Mexico Just Took an Important Step Toward Ending Military Impunity

“The marines would soon be charged with kidnapping three men in early 2018 in the border city of Nuevo Laredo. These may be the first of many indictments stemming from that six-month deployment, which human rights activists said turned into an extrajudicial reign of terror over the city. Altogether, 257 of the marines special forces unit are suspected of kidnapping or murdering at least 49 people in the spring of 2018, some bodies found tortured and shot through the head in the desert. Others have never been seen again.

One of the disappeared, Jorge Dominguez, was a U.S. citizen, whose case was documented in December by POLITICO. He was 18, running an errand for his father, when he was snatched off the street by soldiers in military vehicles. But despite witness accounts and evidence of a slew of similar abductions, the Trump administration did not intervene on behalf of Dominguez’s family.”

“Mexico’s military is regularly accused of crimes, and the army has been implicated but not prosecuted in the 2014 disappearances of 43 school teachers in the city of Iguala. But soldiers are typically untouchable, and in the rare circumstance that Mexican soldiers have found themselves in court, it’s usually after intense international pressure.”
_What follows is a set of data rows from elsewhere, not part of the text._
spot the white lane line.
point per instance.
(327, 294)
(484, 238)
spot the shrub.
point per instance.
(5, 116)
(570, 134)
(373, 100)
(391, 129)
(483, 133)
“the arrests could be viewed as an olive branch to a new U.S. administration. “Trump didn’t really care about oversight of human rights abuses by Mexican forces,” says Raul Benitez, a Latin American security professor at the National Autonomous University of Mexico. “But now, the Biden government may be looking with more detail toward the violations of human rights.”

But the arrests might also have a purely domestic explanation.

“One idea I’ve seen suggested is that, from the Mexican side, AMLO really doesn’t trust the navy in the same way his predecessors did,” says Duncan Tucker, who works with Amnesty International in Mexico City. Since his election, AMLO has increased the army’s power exponentially, awarding it building projects, giving it control of some ports and hospitals, granting it increased control of the border and expanding its budget. Past Mexican presidents had always favored the navy, perhaps because the U.S. also favored them. But AMLO is something of a nationalist. He may view the navy as tainted by U.S. influence, Tucker says, and so might be willing to see it punished publicly.” 

“the difference in Nuevo Laredo is that one man, former journalist turned human rights activist Raymundo Ramos, investigates, documents and publicizes the cases. Without him, it’s almost certain the marines would never have appeared in court.”

“While the 30 arrests are not insignificant, there were 257 marines deployed to the area, sharing three small barracks where some of the missing were hidden. And it seems that no high-ranking officials have been charged. The navy has even sealed the records of special forces commanders for five years, so that no one can know who was stationed where.”